There are some places even an EarthRoamer just can’t go, and if you must reach Transcendence Point overlooking the Valley of Nirvana, then the Adventure 1 EV from Potential Motors is just the thing to get you there.
I’m always looking for odd, unusual and interesting “things” and vehicles, especially if they are electric, and the $136,600 Adventure 1 ticks pretty much every box. It’s definitely different, small but roomy, a bit odd but also very appealing, and packed with tech goodness – and a bed.
Looking very much like a Japanese “Kei” car, the Adventure 1 EV is an all-electric off-highway adventure pod sporting some impressive numbers: 604 horsepower and over 700 pound feet of torque from two electric motors, four wheel drive, an advanced road-handling suspension system and operating OS, and a claimed 100 miles of off-road roaming range.
And while those sound like Tesla-level performance numbers, the key words here are “off road.” As in, this is not a highway-legal vehicle, it’s a towable (or trailerable or toy-hauler carryable) OHV or UTV, much like a Polaris RZR side-by-side. Potential says the Adventure 1 is “licensed as a UTV (Utility Terrain Vehicle) or OHV (Off Highway Vehicle), meaning it can be driven on off-road trails, and can be driven anywhere except highways in many states.” This doesn’t mean it’s street legal everywhere, but many rural communities now allow UTV and OHV side-by-sides on public roads, often with some minor modifications (such as a license plate and proper lighting). If you have visions of parking one in your driveway and using it to get to work and back, it’s a good idea to check with your local DMV to see what’s allowed in your area. Let’s just say regulations can vary very widely from state to state, and even town to town.

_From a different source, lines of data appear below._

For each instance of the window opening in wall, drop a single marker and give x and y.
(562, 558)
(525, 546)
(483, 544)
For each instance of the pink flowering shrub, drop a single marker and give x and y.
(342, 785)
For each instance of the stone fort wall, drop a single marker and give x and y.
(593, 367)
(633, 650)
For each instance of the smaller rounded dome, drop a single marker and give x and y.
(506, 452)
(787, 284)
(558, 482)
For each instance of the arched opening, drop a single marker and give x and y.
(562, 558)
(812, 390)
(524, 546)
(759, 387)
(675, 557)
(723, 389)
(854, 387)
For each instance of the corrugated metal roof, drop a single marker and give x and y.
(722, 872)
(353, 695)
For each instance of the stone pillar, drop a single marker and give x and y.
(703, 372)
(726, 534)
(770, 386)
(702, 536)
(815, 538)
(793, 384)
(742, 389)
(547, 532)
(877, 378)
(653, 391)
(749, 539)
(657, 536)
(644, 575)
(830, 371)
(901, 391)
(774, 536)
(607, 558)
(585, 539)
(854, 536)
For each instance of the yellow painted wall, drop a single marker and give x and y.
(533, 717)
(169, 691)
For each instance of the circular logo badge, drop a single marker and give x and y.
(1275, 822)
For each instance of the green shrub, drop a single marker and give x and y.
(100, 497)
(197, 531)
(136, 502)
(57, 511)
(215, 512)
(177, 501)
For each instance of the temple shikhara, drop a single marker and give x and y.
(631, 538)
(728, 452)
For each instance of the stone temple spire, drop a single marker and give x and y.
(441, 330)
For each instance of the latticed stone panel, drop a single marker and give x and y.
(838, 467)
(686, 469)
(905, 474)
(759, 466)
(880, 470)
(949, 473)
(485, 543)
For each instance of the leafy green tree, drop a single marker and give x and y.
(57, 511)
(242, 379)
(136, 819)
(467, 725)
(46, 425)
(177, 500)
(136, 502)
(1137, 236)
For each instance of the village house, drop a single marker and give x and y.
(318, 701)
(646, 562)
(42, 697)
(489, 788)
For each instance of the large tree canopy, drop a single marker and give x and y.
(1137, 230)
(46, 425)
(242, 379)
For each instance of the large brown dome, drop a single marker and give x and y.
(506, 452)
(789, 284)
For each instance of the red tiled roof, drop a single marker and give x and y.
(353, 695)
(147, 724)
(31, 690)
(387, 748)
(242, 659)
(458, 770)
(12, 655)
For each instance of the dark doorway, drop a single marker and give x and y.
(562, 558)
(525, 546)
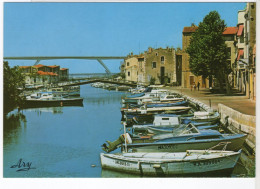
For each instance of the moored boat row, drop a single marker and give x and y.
(169, 138)
(54, 97)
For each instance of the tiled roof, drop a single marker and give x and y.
(189, 29)
(23, 67)
(230, 31)
(39, 66)
(53, 66)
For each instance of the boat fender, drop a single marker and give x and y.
(128, 138)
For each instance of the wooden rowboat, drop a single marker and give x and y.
(170, 164)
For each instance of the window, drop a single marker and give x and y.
(229, 38)
(162, 59)
(153, 64)
(229, 52)
(164, 118)
(242, 39)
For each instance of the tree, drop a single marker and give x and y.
(208, 51)
(13, 80)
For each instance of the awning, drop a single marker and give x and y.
(240, 52)
(240, 30)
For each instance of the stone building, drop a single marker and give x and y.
(43, 75)
(188, 78)
(158, 65)
(246, 44)
(131, 68)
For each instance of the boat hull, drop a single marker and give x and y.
(53, 103)
(235, 144)
(161, 167)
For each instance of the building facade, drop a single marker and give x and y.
(153, 66)
(44, 75)
(246, 47)
(188, 78)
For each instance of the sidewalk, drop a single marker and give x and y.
(237, 102)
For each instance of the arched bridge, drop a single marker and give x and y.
(98, 58)
(100, 80)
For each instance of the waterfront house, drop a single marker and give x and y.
(188, 78)
(43, 75)
(246, 35)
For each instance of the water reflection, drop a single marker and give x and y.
(53, 110)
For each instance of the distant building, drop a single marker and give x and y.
(188, 78)
(246, 44)
(43, 75)
(131, 68)
(155, 64)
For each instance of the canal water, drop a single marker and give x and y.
(66, 141)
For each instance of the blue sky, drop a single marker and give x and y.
(100, 29)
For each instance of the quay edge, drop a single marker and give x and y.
(235, 122)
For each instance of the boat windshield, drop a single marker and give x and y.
(188, 129)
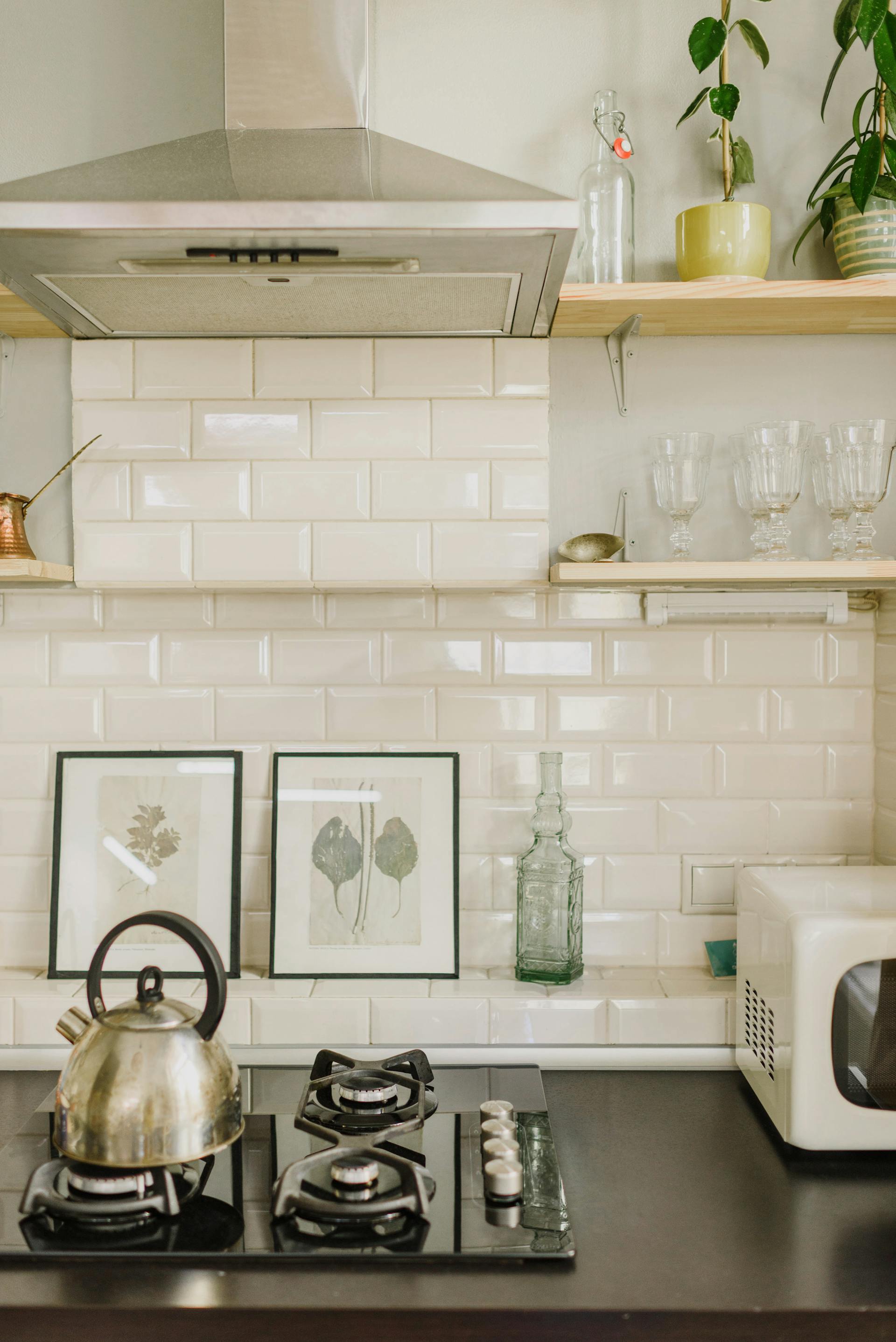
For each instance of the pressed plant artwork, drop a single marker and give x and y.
(709, 43)
(365, 858)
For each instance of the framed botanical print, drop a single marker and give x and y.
(143, 830)
(364, 866)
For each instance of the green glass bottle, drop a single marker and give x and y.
(549, 890)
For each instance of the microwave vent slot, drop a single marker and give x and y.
(760, 1030)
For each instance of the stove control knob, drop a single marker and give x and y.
(501, 1109)
(504, 1179)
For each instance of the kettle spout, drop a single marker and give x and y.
(73, 1024)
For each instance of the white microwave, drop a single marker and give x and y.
(816, 1004)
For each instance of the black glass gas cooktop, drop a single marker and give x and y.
(430, 1180)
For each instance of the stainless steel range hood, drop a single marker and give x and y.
(294, 221)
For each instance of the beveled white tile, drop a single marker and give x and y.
(243, 553)
(214, 492)
(757, 657)
(326, 658)
(617, 937)
(160, 714)
(270, 714)
(665, 771)
(269, 610)
(261, 431)
(133, 431)
(58, 714)
(104, 658)
(552, 1022)
(442, 1020)
(642, 882)
(470, 714)
(381, 714)
(770, 771)
(102, 370)
(521, 368)
(315, 368)
(207, 370)
(154, 553)
(490, 610)
(658, 657)
(25, 771)
(434, 367)
(541, 657)
(101, 492)
(431, 489)
(435, 658)
(821, 714)
(23, 659)
(380, 430)
(217, 658)
(821, 827)
(159, 610)
(602, 714)
(383, 552)
(713, 714)
(511, 552)
(490, 428)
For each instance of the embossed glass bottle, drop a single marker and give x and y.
(549, 890)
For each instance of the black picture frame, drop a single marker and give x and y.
(232, 963)
(455, 849)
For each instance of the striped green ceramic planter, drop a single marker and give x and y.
(866, 245)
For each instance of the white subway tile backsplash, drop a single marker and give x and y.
(372, 430)
(149, 553)
(434, 367)
(133, 431)
(310, 490)
(383, 552)
(326, 659)
(257, 431)
(490, 428)
(246, 553)
(315, 368)
(207, 370)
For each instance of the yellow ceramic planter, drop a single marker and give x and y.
(728, 241)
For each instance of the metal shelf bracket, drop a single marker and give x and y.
(622, 347)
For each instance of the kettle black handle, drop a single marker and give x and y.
(195, 938)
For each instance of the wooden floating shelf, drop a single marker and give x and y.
(740, 575)
(711, 308)
(33, 572)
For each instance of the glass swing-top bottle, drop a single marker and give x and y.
(549, 890)
(607, 200)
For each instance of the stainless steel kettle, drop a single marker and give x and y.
(148, 1083)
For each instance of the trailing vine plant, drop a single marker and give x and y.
(709, 42)
(866, 164)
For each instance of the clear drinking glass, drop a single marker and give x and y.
(777, 455)
(680, 471)
(831, 494)
(749, 497)
(864, 451)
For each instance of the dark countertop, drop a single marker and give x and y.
(691, 1222)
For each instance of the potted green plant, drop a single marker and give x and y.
(855, 198)
(730, 239)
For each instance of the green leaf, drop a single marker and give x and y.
(864, 174)
(707, 42)
(725, 101)
(753, 39)
(869, 18)
(846, 21)
(698, 103)
(742, 161)
(886, 50)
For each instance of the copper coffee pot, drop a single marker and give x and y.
(14, 543)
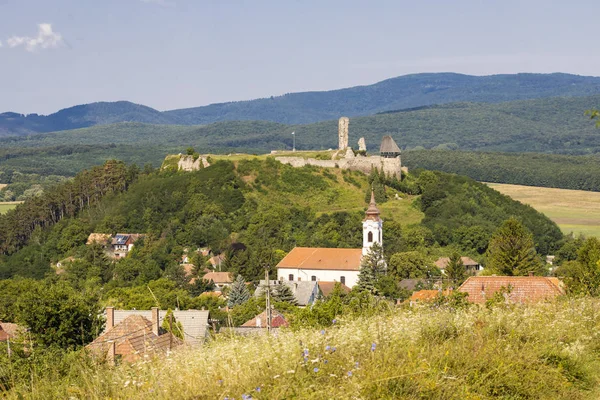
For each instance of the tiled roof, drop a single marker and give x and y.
(218, 277)
(442, 262)
(524, 289)
(133, 336)
(305, 292)
(322, 259)
(8, 330)
(260, 321)
(193, 322)
(327, 287)
(101, 238)
(424, 295)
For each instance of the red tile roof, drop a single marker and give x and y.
(327, 287)
(322, 259)
(260, 321)
(524, 289)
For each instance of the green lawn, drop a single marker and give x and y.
(574, 211)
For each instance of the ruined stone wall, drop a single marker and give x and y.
(343, 124)
(187, 163)
(391, 166)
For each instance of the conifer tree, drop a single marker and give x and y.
(283, 293)
(512, 252)
(238, 294)
(455, 271)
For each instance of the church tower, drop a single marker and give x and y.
(372, 226)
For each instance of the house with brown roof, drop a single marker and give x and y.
(122, 243)
(9, 331)
(332, 264)
(521, 289)
(327, 288)
(194, 323)
(132, 338)
(220, 279)
(471, 266)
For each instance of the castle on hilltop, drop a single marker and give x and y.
(387, 161)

But head off the pavement? Now you’re in the Adventure 1’s big sandbox of fun. With that much torque on tap, skinny 64-inch width, aggressive tread, almost 13 inches of ground clearance and generous approach, breakover and departure allowances, there aren’t many places the Adventure 1 can’t reach. Basically, if there’s a two-track trail that leads to where you want to go, the Adventure 1 can likely make it in fine form. Being as thin as it is, it can likely get to places other OHV rigs can’t manage.
Key to this ability is Potential’s Off-Road OS, a predictive suspension program that Potential says “adjusts damping and stiffness proactively for maximum performance and comfort through any conditions. Off-Road OS reads your terrain and feeds information back to the ECU in real time, delivering a seamless, optimized driving experience on any terrain.”

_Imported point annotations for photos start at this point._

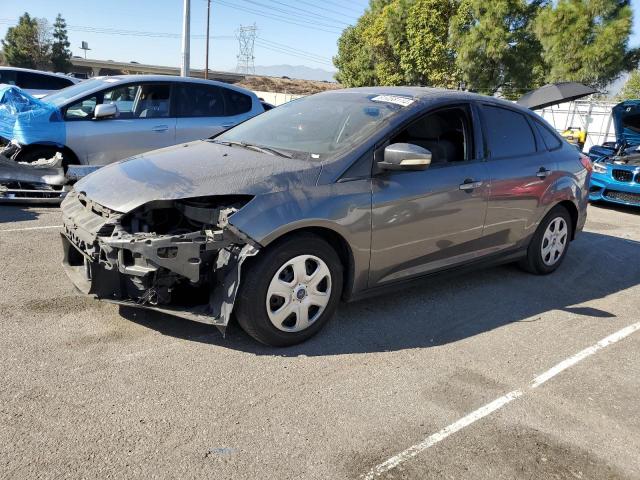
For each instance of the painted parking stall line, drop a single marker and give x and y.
(9, 230)
(497, 404)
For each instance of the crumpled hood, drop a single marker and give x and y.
(195, 169)
(27, 120)
(626, 120)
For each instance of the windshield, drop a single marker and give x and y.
(61, 96)
(319, 125)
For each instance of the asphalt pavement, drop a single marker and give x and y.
(93, 390)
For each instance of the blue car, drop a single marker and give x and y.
(616, 166)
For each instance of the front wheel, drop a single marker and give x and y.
(288, 293)
(550, 243)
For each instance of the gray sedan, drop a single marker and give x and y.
(105, 119)
(334, 196)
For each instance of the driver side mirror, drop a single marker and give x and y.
(105, 110)
(405, 156)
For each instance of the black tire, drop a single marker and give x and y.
(534, 261)
(35, 154)
(257, 274)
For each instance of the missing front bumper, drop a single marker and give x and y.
(111, 285)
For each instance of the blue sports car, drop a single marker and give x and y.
(616, 167)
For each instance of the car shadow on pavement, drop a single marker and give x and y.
(434, 311)
(617, 207)
(19, 213)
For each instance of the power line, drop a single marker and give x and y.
(297, 50)
(341, 5)
(292, 53)
(280, 18)
(246, 42)
(330, 23)
(114, 31)
(351, 16)
(304, 13)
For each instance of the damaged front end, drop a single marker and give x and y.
(43, 181)
(181, 257)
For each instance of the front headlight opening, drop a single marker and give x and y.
(598, 167)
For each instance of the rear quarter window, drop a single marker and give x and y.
(236, 103)
(549, 137)
(508, 133)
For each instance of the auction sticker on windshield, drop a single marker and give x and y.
(397, 99)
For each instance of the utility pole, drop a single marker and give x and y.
(206, 60)
(246, 41)
(186, 24)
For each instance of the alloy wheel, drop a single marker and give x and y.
(554, 241)
(298, 293)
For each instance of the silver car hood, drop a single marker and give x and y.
(195, 169)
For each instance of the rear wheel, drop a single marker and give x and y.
(550, 243)
(290, 291)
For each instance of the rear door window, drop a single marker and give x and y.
(507, 133)
(153, 101)
(8, 77)
(199, 100)
(236, 103)
(35, 81)
(550, 138)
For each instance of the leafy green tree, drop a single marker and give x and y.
(28, 44)
(586, 40)
(399, 42)
(631, 89)
(20, 44)
(60, 53)
(496, 46)
(354, 59)
(429, 57)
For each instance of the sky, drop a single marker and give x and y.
(310, 27)
(294, 32)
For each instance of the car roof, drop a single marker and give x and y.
(429, 95)
(41, 72)
(111, 80)
(164, 78)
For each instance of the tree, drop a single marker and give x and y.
(631, 89)
(399, 42)
(21, 42)
(354, 59)
(496, 46)
(60, 53)
(586, 40)
(28, 44)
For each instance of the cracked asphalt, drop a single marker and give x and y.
(93, 390)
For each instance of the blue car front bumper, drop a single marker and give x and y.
(620, 184)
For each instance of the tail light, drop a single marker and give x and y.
(586, 162)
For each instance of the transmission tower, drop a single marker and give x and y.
(246, 40)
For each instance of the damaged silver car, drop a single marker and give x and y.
(334, 196)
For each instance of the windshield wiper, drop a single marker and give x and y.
(255, 148)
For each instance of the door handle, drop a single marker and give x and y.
(543, 173)
(469, 185)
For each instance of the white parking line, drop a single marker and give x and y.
(498, 403)
(29, 228)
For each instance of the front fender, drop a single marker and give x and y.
(344, 208)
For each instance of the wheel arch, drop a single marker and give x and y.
(573, 213)
(337, 242)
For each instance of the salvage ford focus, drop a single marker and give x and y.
(334, 196)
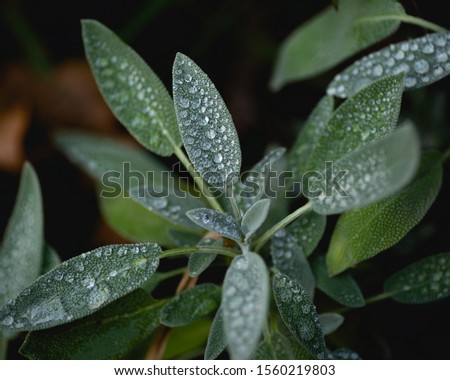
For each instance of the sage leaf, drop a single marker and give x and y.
(330, 322)
(245, 302)
(424, 60)
(80, 286)
(332, 36)
(216, 340)
(341, 288)
(132, 221)
(23, 241)
(51, 259)
(191, 305)
(363, 233)
(275, 347)
(368, 115)
(299, 157)
(170, 205)
(217, 222)
(255, 217)
(200, 261)
(371, 173)
(289, 258)
(255, 184)
(423, 281)
(299, 314)
(308, 231)
(206, 127)
(131, 89)
(127, 322)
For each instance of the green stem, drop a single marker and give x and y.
(206, 249)
(281, 224)
(197, 178)
(406, 19)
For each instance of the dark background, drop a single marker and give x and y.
(45, 85)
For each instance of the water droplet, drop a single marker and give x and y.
(8, 321)
(218, 158)
(421, 66)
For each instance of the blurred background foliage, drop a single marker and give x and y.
(46, 85)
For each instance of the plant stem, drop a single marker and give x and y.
(407, 19)
(281, 224)
(198, 179)
(207, 249)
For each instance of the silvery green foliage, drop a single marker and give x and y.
(171, 206)
(80, 286)
(275, 347)
(255, 182)
(299, 314)
(191, 305)
(308, 231)
(200, 261)
(341, 288)
(372, 172)
(330, 322)
(424, 60)
(21, 253)
(132, 90)
(289, 258)
(216, 340)
(300, 155)
(217, 222)
(206, 126)
(423, 281)
(368, 115)
(363, 233)
(245, 302)
(254, 217)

Sounds pretty plush, and at this point, we’ll have to take their word for it, but while many EV makers pass around computer renders of their planned products, Potential has actually constructed a working Adventure 1 prototype (above), which has been making the rounds at the Overland Expo this past summer. At some point, we are hoping to take one for a spin, hopefully in Oregon’s sprawling back country.

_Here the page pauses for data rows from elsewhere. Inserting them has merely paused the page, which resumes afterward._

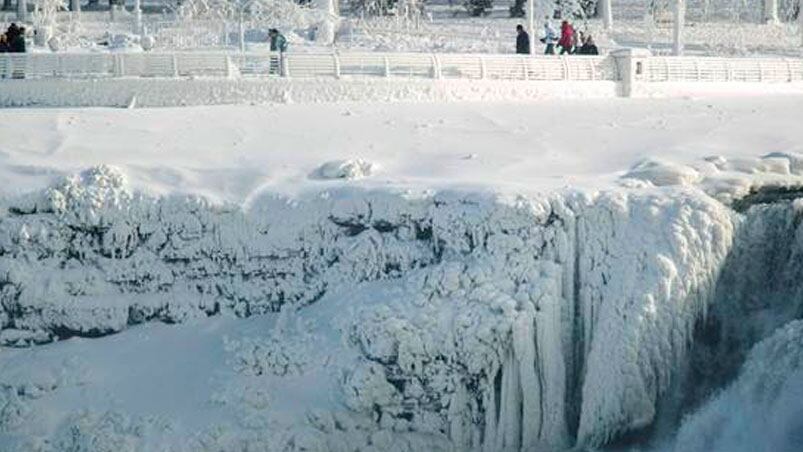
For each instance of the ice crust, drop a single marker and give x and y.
(453, 320)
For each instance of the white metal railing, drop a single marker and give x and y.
(709, 69)
(398, 65)
(321, 65)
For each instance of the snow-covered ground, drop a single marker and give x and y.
(361, 276)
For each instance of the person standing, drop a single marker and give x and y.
(566, 42)
(550, 38)
(278, 43)
(588, 47)
(522, 41)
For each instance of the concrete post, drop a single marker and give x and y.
(137, 16)
(771, 11)
(531, 24)
(630, 65)
(241, 32)
(22, 10)
(800, 21)
(606, 12)
(680, 23)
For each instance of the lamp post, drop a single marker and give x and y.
(680, 18)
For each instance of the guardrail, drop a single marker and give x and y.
(709, 69)
(334, 65)
(628, 66)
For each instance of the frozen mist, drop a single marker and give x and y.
(403, 320)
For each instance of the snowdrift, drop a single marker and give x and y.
(402, 320)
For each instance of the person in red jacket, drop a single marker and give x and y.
(566, 37)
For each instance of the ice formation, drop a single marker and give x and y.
(762, 409)
(455, 320)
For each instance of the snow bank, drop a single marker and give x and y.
(762, 409)
(213, 91)
(345, 169)
(502, 322)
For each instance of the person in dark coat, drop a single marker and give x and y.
(17, 45)
(12, 33)
(588, 47)
(278, 43)
(522, 41)
(566, 42)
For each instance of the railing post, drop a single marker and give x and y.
(436, 67)
(174, 62)
(119, 66)
(630, 66)
(524, 74)
(5, 64)
(284, 65)
(789, 70)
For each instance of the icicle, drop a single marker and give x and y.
(551, 365)
(509, 422)
(524, 348)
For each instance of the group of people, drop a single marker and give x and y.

When that happens, we’ll be able to get up close with the Adventure 1’s many amenities, including a slide-out kitchen setup, full-size rear sleeping quarters, and a propane heater. The Adventure 1 carries 40 liters of water and has room a lot of gear, and despite the skinny profile Potential says the down-low placement of the battery and smart suspension system keep it from being tippy. Also, if you accidentally over-drive your battery’s range while out on the range, there’s an emergency backup generator that runs on propane to recharge in place. How long it takes and how much power it can supply are not yet specified, but it’s good to know there’s a Plan B if need be.
Interested? Don’t wait too long to pull the trigger. At $137,000 per, Potential isn’t going to cranking these out like Ford Fiestas. Production will be very limited, according to Potential. It could be the perfect toy to park in your toy hauler.